Funding higher education: time for a more transparent system?
- Written by The Conversation Contributor
With a new minister for higher education comes a reset of the debate over how to fund higher education.
In recent weeks there have been calls to discuss how we make more transparent what the government and public are paying for in higher education.
But what activity do we need to make more visible? This is where it gets tricky, especially when we look at funding for teaching.
A recent report highlighted the amount universities spend on research, and how some of this money comes from students' tuition fees.
How is teaching paid for?
Following changes made by the Whitlam government, public universities in Australia received almost all their income from the federal government.
This changed during the late 1980s and today the government contributes only around half the investment in teaching and research across the sector.
Universities receive money from government for each student they enrol, as well as funding from the student through the HECS-HELP loan scheme. Of this combined per place funding, students contribute between 29% and 84% of the total.
Who pays for what, and why, has as much to do with decisions made during the 1980s as it does with the cost of education.
When government near-wholly funded universities there was a clear expectation that the block funding was for both teaching and research. It was up to universities to work out how best to resource all their activities.
As the Australian system changed and students made ever-larger contributions, this link has become less clear for many people.
There are often calls that research must go alongside teaching, not least as it forms part of the legal definition of a university in Australia. So it is a reasonable argument to make that state money should be for research.
There is nothing inherently wrong with cross-subsidising different activities, most businesses do, so why are there concerns about doing this in universities?
It is fair to say we just don’t know how meaningful the relationship is between what is spent on higher education teaching and the cost of delivering it.
But Australian universities don’t just rely on government support for teaching, they rely on a combination of government funding, student fees, commercial activity and philanthropy to run their operations.
Creating a more transparent system
So how much is a fair amount to charge for a student place, and how much should be allocated for teaching and for research?
One popular suggestion is through activity-based costing models. These look at the different activities people undertake to deliver a service, in this case teaching, and assign the cost to each. Similar models are used in many other areas, such as health, that the government provides funding for.
Working out how much each course costs to teach is no straightforward task but universities around the world are seeking a more detailed level of understanding of what it costs to teach a course, and hence can be more transparent about how much they directly spend on students.

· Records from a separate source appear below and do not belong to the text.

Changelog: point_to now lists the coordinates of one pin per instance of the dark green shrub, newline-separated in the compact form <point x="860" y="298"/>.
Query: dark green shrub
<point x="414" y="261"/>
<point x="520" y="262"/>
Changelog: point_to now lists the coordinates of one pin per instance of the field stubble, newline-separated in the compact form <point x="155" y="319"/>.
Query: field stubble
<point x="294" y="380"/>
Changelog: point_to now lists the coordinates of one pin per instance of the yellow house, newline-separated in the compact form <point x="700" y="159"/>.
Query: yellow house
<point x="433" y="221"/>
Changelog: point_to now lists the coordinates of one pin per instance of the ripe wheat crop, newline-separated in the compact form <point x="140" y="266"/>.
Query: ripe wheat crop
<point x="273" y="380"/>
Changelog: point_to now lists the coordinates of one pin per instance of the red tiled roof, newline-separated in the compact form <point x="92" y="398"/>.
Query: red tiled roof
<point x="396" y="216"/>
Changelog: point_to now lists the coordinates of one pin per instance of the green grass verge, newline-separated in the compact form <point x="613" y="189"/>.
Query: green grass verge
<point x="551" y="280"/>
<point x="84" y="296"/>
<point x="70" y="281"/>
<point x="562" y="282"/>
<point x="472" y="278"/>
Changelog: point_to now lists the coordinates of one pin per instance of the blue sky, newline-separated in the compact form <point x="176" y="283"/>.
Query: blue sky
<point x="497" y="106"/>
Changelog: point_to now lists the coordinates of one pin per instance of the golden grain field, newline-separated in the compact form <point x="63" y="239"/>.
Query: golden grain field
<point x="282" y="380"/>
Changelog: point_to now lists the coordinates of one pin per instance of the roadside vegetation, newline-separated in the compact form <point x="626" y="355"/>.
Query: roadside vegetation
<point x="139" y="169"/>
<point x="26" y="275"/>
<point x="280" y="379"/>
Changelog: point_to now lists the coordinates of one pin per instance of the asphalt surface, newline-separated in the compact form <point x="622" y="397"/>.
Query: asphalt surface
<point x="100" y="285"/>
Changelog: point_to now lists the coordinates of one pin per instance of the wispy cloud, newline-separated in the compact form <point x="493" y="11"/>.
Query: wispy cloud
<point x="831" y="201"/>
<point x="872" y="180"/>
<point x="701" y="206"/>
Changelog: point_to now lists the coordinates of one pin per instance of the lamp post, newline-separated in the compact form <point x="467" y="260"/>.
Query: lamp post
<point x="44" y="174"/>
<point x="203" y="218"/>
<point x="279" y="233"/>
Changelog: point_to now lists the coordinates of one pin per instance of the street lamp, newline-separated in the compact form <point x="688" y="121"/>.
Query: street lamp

But this is not simple. There are significant risks in being too prescriptive. It could stifle innovation in university teaching and make the system unable to cope with changes to teaching.
When looking at online banking or streaming music services, it doesn’t take much imagination to think how dramatic the change to university teaching might be with new technologies.
What should students pay for?
A first step towards greater transparency is a conversation about the activities we think it is important all public universities undertake - teaching, research and everything in between.
It is good for Australian higher education when universities defend how they allocate funds, both between courses and between teaching and research.
It is also very hard to decide what a fair split between public and state contributions should be until we know what they are paying for.
In recent speeches, Education Minister Simon Birmingham has suggested a 50-50 split could be a good way forward. This might be so, but without being up front with what public investment goes towards, it is difficult to know.